The good part has to do, indeed, with the areas that the teacher is competent in, and can spot self-attraction, can spot ego and so on.  But the areas that the teacher is not competent in, then they start criticizing the student for things that might in fact be very wise on the student’s part but can’t be spotted by the teacher.  It can be in anything, it can be in any sort of relation, it can be in the job, it can be in work, it can be in marriage, in any sort of relation you are in.  And the teacher is telling you ‘no, you are doing that because you are contracting ego, you are doing that because you are being egoic, you are not taking my advice because you are resisting me.  And your resistance to me – the teacher, guru, master – is evidence of your ego, your contracted, illusory ego.’  But it might be evidence of your discriminating wisdom growing and evolving.   But because the teacher is not evolved in those areas, the teacher can’t spot that.  All the teacher can do is spot any disagreement you have with the teacher as if that is egoic contraction, when the disagreement you might have with the teacher is with that part of the teacher that is a jerk – and you should disagree with that.

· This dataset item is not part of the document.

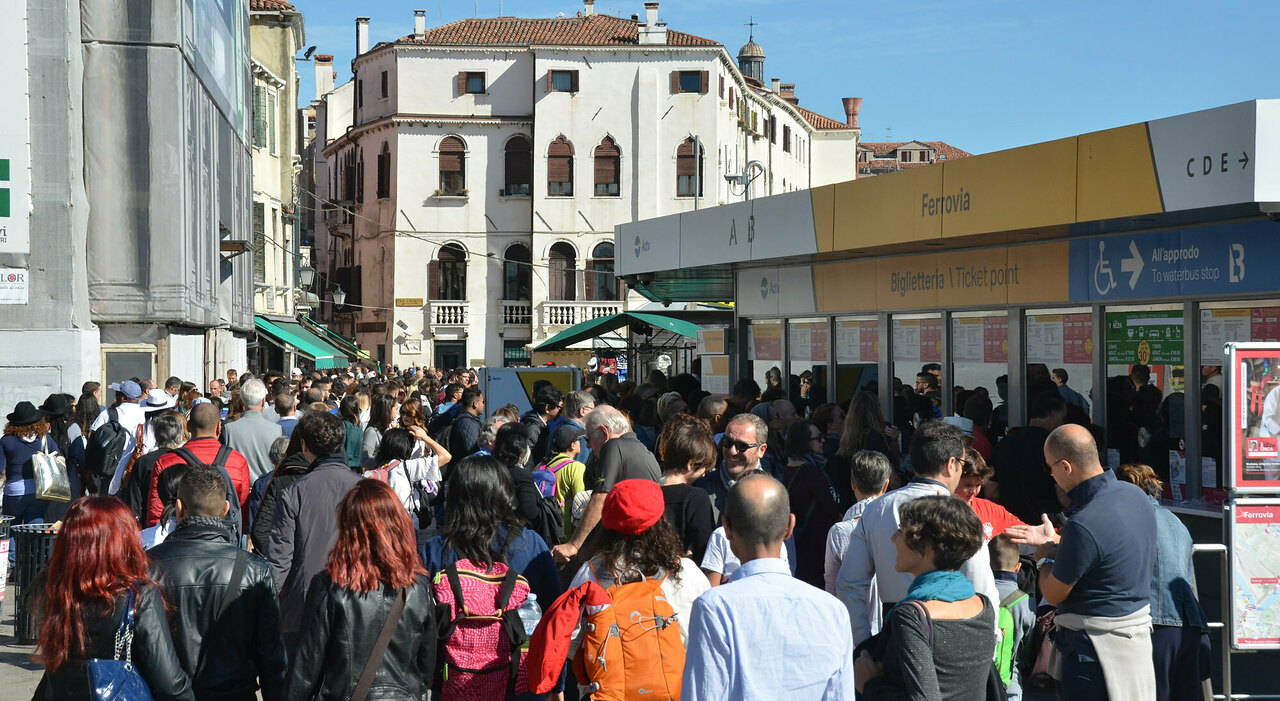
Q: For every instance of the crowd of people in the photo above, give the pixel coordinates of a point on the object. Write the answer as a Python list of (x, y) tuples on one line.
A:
[(348, 534)]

If teachers don’t have some form of integrally informed awareness, then it is going to be hard for them to discriminate the areas in which they are competent to make these kinds of judgments in and the areas they are not very competent in.  And that is a real nightmare, for everybody.  We’ve all had teachers like that. To the extent that any of us are teachers we get caught in the same traps ourselves.  And the only thing that we can do is to continue to have this dialogue in an integrally informed context.